If you've been to India you will appreciate the vast chunks of this book that deal with lying around waiting for somewhere to open or lunch to finish or 'payment' to be made or whatever.
Slowly is the key word in this particular title.
Mirror to Damascus, by Colin Thubron is the description of a year the author spent in the Syrian capital. It is very early Thubron, and he starts to pick at many of the themes he deals with in his later writing - theories of migration and nomadic culture, the spread of Islam, the great trade routes of Asia and their impact on history. Much of what he discusses in this book is returned to in his brilliant quartet of books about Asia.
It is really interesting, when you read a lot of travel literature, you start to encounter varied descriptions of the same place. It can be quite disconcerting.
Currently I am reading a book about the Queen of Sheba written by a Californian documentary maker with a writing style that is hampered by the lens he uses instead of a pen. The writer, whose name I am too lazy to go to the sitting room to look up, describes Damascus as a Russian engineered concrete monstrosity that surrounds an impressive mosque.
It is itself an impressive description. Memorable. If surrounded by a mass of visual concrete that would be great on a storyboard but is not so good in a book format.
It also destroys the heart of Thubron's description of the same city.
Thubron's description of the city is magical. His Damascus is layered from the inside out, from the bottom up, from the outside in, from the ceiling to the ground, from the sepulchre to the minaret. There is not a layer or cross hatch of the city that he doesn't turn his attention to during his year.
The blurb on the back describes it as a 'work of love' and it is definitely a paeon. But Thubron's style is so classical and clear that the love doesn't ever veer the prose near the colour purple.
Mirror to Damascus was published in 1967, a couple of years after Newby's Ganges adventure.

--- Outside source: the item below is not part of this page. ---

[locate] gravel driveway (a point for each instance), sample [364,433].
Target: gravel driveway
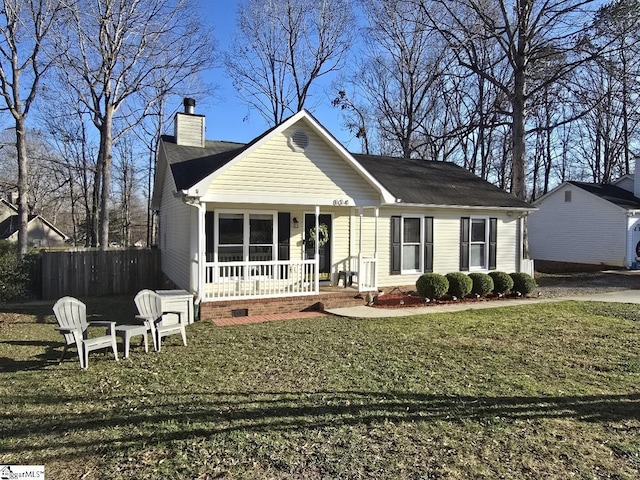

It is an altogether different type of adventure, more Victorian in its style and length. Colin Thubron takes rooms in the city for a year and burrows down through the history, geography, archaeology and other aspects of this ancient city and culture, trying to pin down the city's soul, and by doing so, perhaps the soul of Middle Eastern Islam.
If we want to figure out the dichotomy in architectural descriptions, maybe it's time-bound.
Perhaps the mid-sixties was a halcyon period before the advent of the Soviet engineers that seem to have destroyed all of Thubron's travel adventures ever since.
In summation, you need to be a Thubron fan, or an Orientalist, or a fan of esoteric musings grouped around a single theme (I am trying to be all of these things) to like this book.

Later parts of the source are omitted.